Tutorial: Just do NLP with SpaCy!

Share this post

Index

NLP (Natural Language Processing) yes but with what?

As promised! I told you in my article on the bag of words that we would go further with NLP, and here we are. Now, which tool to choose? which library to use? indeed the Python world seems to be torn between two packages : the historic NLTK (Natural Language Toolkit) and the new little SpaCy (2015) .

Far from me the idea of making a comparison of these two very good libraries which are NLTKand SpaCy . There are pros and cons with each, but the ease of use, the availability of pre-trained word vectors as well as statistical models in several languages (English, German and Spanish) but especially in French definitely have me. switches to SpaCy. Make way for young people.

This little tutorial will therefore show you how to use this library.

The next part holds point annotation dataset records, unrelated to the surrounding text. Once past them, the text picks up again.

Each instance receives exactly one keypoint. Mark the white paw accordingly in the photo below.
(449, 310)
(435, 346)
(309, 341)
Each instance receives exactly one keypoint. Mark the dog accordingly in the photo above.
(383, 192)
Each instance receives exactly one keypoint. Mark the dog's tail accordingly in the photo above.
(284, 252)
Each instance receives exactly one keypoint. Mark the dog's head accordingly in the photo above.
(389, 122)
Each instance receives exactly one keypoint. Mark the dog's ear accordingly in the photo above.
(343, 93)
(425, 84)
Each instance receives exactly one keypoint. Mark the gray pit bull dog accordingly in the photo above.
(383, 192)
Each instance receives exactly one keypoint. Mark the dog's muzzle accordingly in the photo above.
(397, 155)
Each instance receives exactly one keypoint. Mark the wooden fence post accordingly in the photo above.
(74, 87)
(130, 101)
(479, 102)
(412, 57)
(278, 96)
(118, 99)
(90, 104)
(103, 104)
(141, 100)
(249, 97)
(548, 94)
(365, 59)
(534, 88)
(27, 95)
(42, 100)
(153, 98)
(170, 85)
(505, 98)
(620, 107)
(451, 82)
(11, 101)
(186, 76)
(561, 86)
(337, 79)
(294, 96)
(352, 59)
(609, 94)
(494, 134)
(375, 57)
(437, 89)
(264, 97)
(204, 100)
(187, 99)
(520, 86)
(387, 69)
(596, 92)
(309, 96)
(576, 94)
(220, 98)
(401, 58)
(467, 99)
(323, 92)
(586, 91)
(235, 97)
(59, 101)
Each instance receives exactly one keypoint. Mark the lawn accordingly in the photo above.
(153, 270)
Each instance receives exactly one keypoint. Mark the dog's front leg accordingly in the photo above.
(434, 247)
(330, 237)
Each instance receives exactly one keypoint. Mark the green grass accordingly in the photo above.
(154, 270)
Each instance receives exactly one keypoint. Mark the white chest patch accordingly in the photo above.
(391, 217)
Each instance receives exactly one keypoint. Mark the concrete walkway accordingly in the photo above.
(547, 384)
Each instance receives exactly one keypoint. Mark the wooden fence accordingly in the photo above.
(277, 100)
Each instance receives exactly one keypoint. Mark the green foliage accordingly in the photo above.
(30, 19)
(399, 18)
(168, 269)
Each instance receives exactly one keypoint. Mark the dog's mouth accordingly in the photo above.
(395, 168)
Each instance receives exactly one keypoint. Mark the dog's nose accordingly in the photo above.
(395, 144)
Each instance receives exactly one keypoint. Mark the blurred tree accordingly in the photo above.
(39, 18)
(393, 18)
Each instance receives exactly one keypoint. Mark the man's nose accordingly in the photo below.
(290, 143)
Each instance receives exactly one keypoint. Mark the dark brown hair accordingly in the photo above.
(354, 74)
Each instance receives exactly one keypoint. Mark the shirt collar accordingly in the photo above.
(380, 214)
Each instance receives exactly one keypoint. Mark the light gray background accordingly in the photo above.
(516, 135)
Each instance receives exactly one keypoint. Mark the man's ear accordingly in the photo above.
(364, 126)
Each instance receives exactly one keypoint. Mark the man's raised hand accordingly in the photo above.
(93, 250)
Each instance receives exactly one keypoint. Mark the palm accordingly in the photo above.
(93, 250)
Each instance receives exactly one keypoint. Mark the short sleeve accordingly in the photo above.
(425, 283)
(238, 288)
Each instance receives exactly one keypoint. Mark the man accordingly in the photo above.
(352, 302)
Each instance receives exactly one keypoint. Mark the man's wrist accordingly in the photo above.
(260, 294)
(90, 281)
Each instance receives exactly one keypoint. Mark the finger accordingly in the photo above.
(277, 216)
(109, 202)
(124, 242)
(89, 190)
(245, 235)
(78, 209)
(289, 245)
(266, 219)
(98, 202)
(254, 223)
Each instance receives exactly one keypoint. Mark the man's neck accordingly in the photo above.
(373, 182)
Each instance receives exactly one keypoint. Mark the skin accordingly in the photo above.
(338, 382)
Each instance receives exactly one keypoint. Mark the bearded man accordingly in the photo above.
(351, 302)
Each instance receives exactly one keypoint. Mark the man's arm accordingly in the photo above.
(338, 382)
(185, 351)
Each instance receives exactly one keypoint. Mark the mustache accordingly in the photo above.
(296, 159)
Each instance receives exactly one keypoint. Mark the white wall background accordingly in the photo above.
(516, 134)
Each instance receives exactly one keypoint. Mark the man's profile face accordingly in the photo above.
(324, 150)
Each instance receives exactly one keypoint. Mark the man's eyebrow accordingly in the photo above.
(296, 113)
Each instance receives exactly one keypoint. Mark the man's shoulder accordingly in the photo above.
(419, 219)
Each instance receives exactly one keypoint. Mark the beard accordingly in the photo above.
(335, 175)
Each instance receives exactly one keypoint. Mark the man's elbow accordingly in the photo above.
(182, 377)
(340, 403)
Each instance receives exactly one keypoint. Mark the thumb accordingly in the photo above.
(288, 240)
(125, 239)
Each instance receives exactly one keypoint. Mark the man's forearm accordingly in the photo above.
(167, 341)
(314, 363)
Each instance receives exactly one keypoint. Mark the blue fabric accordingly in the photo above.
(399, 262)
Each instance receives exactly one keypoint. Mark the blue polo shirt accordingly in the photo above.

Install and use the library

This library is not installed by default with Python. The easiest way to install it is to run a command line and use the pip utility as follows:

pip install -U spaCy
python -m spacy download fr
python -m spacy download fr_core_news_md

NB: The last two commands allow you to use models already trained in French. Then to use SpaCy you have to import the library but also initialize it with the right language with the load () directive

import spacy
from spacy import displacy
nlp = spacy.load('fr')

Tokenization

The first thing we are going to do is to “tokenize” a sentence in order to cut it grammatically. Tokenization is the operation of segmenting a sentence into “atomic” units: tokens. The most common tokenizations are splitting into words or sentences. We will start with the words and for that we will use the token class of SpaCy:

import spacy
from spacy import displacy
nlp = spacy.load('fr')
doc = nlp('Demain je travaille à la maison')
for token in doc:
    print(token.text)

The previous code cuts out the sentence ‘Tomorrow I work at home’ and displays each item

Demain
je
travaille
à
la
maison
en
France

Nothing very impressive so far, we just cut out a sentence. Now let’s take a closer look at what SpaCy did in addition to this slicing:

doc = nlp("Demain je travaille à la maison.")
for token in doc:
    print("{0}\t{1}\t{2}\t{3}\t{4}\t{5}\t{6}\t{7}\t{8}".format(
        token.text,
        token.idx,
        token.lemma_,
        token.is_punct,
        token.is_space,
        token.shape_,
        token.pos_,
        token.tag_,
        token.ent_type_
    ))

The token object is much richer than it looks and returns a lot of grammatical information about the words in the sentence:

Demain	0	Demain	False	False	Xxxxx	PROPN	PROPN___	
je	7	il	False	False	xx	PRON	PRON__Number=Sing|Person=1	
travaille	10	travailler	False	False	xxxx	VERB	VERB__Mood=Ind|Number=Sing|Person=1|Tense=Pres|VerbForm=Fin	
à	20	à	False	False	x	ADP	ADP___	
la	22	le	False	False	xx	DET	DET__Definite=Def|Gender=Fem|Number=Sing|PronType=Art	
maison	25	maison	False	False	xxxx	NOUN	NOUN__Gender=Fem|Number=Sing	
.	31	.	True	False	.	PUNCT	PUNCT___

This object informs us of the use / qualification of each word (for more details go to SpaCy help ):

text: The original text / word
lemma_: the basic form of the word (for a conjugated verb for example we will have its infinitive)
pos_: The part-of-speech tag (details here )
tag_: The detailed part-of-speech information (detail here )
dep_: Syntax dependency (inter-token)
shape: format / pattern
is_alpha: Alphanumeric?
is_stop: Is the word part of a Stop-List?
etc.

Tokenison now sentences. In fact, the work is already done (Cf. documentation ) and you just have to retrieve the sents object from the document:

doc = nlp("Demain je travaille à la maison. Je vais pouvoir faire du NLP")
for sent in doc.sents:
    print(sent)

The result :

Demain je travaille à la maison.
Je vais pouvoir faire du NLP

SpaCy of course allows you to recover nominal sentences (ie sentences without verbs):

doc = nlp("Terrible désillusion pour la championne du monde")
for chunk in doc.noun_chunks:
    print(chunk.text, " --> ", chunk.label_)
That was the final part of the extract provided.